Para escrever a obra, a historiadora utilizou publicações e teses mais recentes que permeiam o tema principal de seu livro. Autora da biografia de dona Maria I e da imperatriz Leopoldina, Mary del Priore afirma que a obra Sobreviventes e Guerreiras traça um caminho inverso as suas outras obras.
“As biografias são como janelas que se abrem. A gente foca num personagem importante, mas descortina um cenário de fatos e mudanças ao fundo. O livro atual, faz o caminho inverso: no cenário histórico, busca personagens anônimas capazes de contar suas histórias e mudar nossa percepção do passado”, disse a historiadora.
Em Sobreviventes e Guerreiras é possível encontrar testemunhos de mulheres negras, e escritos de abolicionistas e republicanos sobre a participação feminina na luta pelo fim da escravidão e do Império. Por meio de exemplos reais, esta obra revela, ainda, como a música foi um elevador social para muitas cantoras de rádio da época e desmitifica a ideia de mulher frágil.
“A submissão não é imposta às mulheres sem que elas reajam ou lutem para ficar de pé e revelo isso através de protagonistas das duas ondas feministas que vão atingir o Brasil: na primeira e na segunda metade do século 20”, afirma Mary del Priore.
Cinco séculos de patriarcado
Ao longo de 500 anos a sociedade brasileira herdou três formas de patriarcalismo que até hoje influenciam parâmetros sociais. No final do século 18, 42% da população brasileira era composta por pessoas miscigenadas, ou seja, naquele momento a sociedade não era composta somente por negros ou brancos.
Já no início do século 19, há documentos que comprovam que a segunda classe de pessoas mais ricas, em Minas Gerais, era de escravos forras. Segundo Mary del Priore, mulheres negras que eram ricas, pediam o divórcio para que seus maridos não ururpassem seus bens.

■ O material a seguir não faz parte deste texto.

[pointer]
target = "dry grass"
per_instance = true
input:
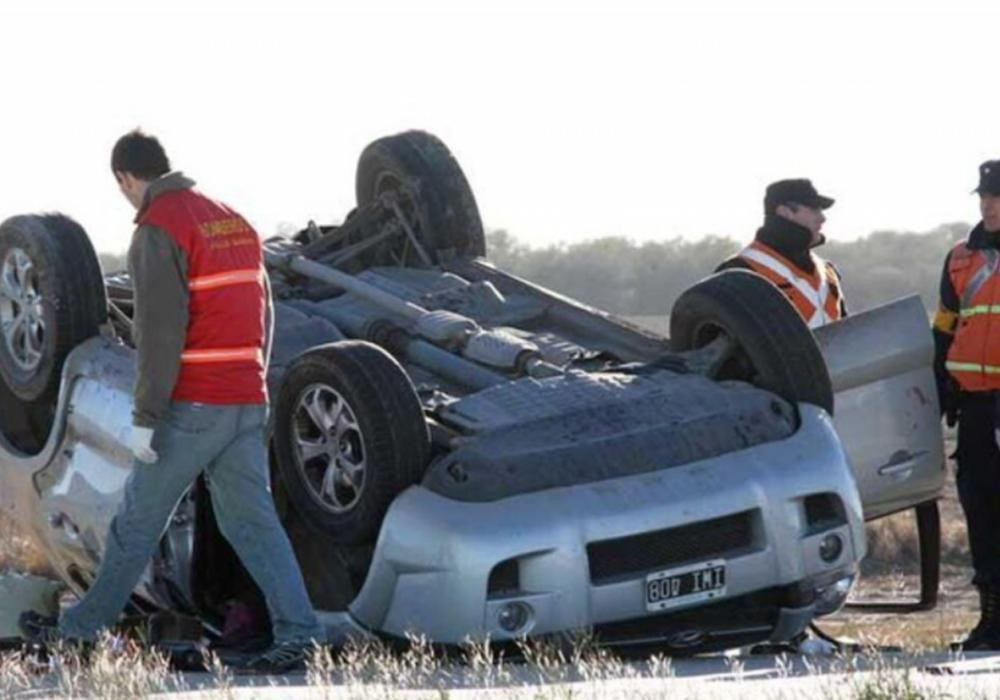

“Essas mulheres foram mães de intelectuais negros e mulatos que vão brilhar durante o Império: Viscondes como o de Inhomirim ou Pedra Branca, os Rebouças, barões como o de Cotegipe e Guaraciaba são filhos e netos de escravas ou ex-escravas que graças à educação subiram ao topo da sociedade”, revelou a historiadora.
Com o passar do tempo, desde 1500 até os dias de hoje, muita coisa mudou na sociedade. A pílula anticoncepcional foi o início da transformação, pois “deu total liberdade à mulher de conhecer seu corpo e não ser apenas — como no século 19 — uma máquina de fazer filhos”, como explica Mary del Priore.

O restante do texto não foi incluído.